As shown in Table 6, the treatment and control groups differ in important characteristics such as the duration of unemployment and education level. We assess each intervention following the IPW methodology described above. The interventions are thus “pseudo-randomised”, so the distribution of the covariates between the two groups is balanced and the treatment is probabilistically equivalent. Therefore, the impact of each type of intervention can be properly assessed without the results being biased by differences in composition.
In addition to the IPW (and AIPW) method, we also use a propensity score matching technique to enhance robustness. Given that the control group now consists of MIS recipients (although they do not receive activation measures), we find it reasonable to assume that unobserved confounding factors of treated and control individuals do not differ substantially from one group to the other. This assumption is essential to validate the use of the propensity score matching technique.
The results of the assessment of each active policy for MIS recipients (guidance and training) are shown in Table 7. Inverse probability weighting (IPW), augmented inverse probability weighting (AIPW) and the propensity score matching (PSM)Footnote 21 estimators are presented. The first three columns correspond to the three specifications for the impact of guidance service. It can be seen that guidance has a positive impact on exit into employment. This impact is statistically significant for all three approaches, although its magnitude differs slightly from one to the other. As a general result, we conclude that guidance increases the probability of getting a job by about half a percentage point over not receiving any activation intervention in the last 6 months.Footnote 22
Table 7 Assessment results: impact of activation on the probability of finding a job The last three columns in Table 7 show the impact of training programmes on job-finding rates. Unfortunately, we have no information on the type of training provided or on whether there is any selection process prior to participating in a training programme. Given this information limitation, all that we can assert is whether participating in any kind of training programme helps individuals find a job. What we find is that training is undoubtedly the factor with greatest impact on the probability of finding a job for the MIS group. Individuals who use these programmes increase their likelihood of finding a job by around 3 percentage points. Given that the average job-finding rate for MIS recipients is 3%, the probability of finding a job increases by around 100% when an unemployed MIS recipient attends a training course.
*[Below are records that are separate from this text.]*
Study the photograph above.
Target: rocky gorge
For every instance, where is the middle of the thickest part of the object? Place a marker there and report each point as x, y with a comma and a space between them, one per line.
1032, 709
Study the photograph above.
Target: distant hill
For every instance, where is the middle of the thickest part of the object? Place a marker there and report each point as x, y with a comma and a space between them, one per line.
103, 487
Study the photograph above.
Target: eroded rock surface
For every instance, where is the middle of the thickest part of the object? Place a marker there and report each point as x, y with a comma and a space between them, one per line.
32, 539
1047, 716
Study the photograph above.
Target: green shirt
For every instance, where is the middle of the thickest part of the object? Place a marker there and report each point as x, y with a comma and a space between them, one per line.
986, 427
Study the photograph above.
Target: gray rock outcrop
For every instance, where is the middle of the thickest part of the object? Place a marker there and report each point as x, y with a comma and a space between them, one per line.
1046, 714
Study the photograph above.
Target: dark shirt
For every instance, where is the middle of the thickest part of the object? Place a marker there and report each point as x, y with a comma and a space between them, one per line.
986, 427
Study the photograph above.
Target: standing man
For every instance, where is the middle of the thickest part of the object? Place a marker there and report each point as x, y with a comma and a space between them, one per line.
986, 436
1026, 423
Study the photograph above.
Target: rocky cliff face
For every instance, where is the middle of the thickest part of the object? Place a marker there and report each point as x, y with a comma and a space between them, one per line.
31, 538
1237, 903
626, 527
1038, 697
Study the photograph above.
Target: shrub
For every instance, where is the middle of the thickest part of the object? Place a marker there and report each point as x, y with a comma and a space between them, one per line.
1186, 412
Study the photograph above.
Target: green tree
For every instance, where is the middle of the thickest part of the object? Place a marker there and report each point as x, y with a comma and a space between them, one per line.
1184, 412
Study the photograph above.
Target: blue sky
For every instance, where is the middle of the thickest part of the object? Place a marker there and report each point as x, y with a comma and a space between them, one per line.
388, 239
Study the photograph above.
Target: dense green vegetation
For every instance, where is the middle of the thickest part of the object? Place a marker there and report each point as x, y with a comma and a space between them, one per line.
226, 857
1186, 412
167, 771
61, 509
Due to their potential for job finding, it would be most helpful to have more detailed information regarding training programmes so as to assess in the future more precisely in which types of training programme seem to work best.
In line with the literature on active labour market policies, we also find that an adequate design of activation policies accelerates entry into employment.Footnote 23 In short, active policies significantly accelerate the probability of finding a job for MIS recipients. However, only around 40% of them use such measures, even though participation in them is supposedly compulsory. Specifically, training is the most effective policy: those who undergo it are twice as likely to find a job. This conclusion emphasises the importance of linking passive policies with active policies, because those MIS recipients who use active policies enhance their chances of finding a job compared to similar unemployed people who do not receive any aid.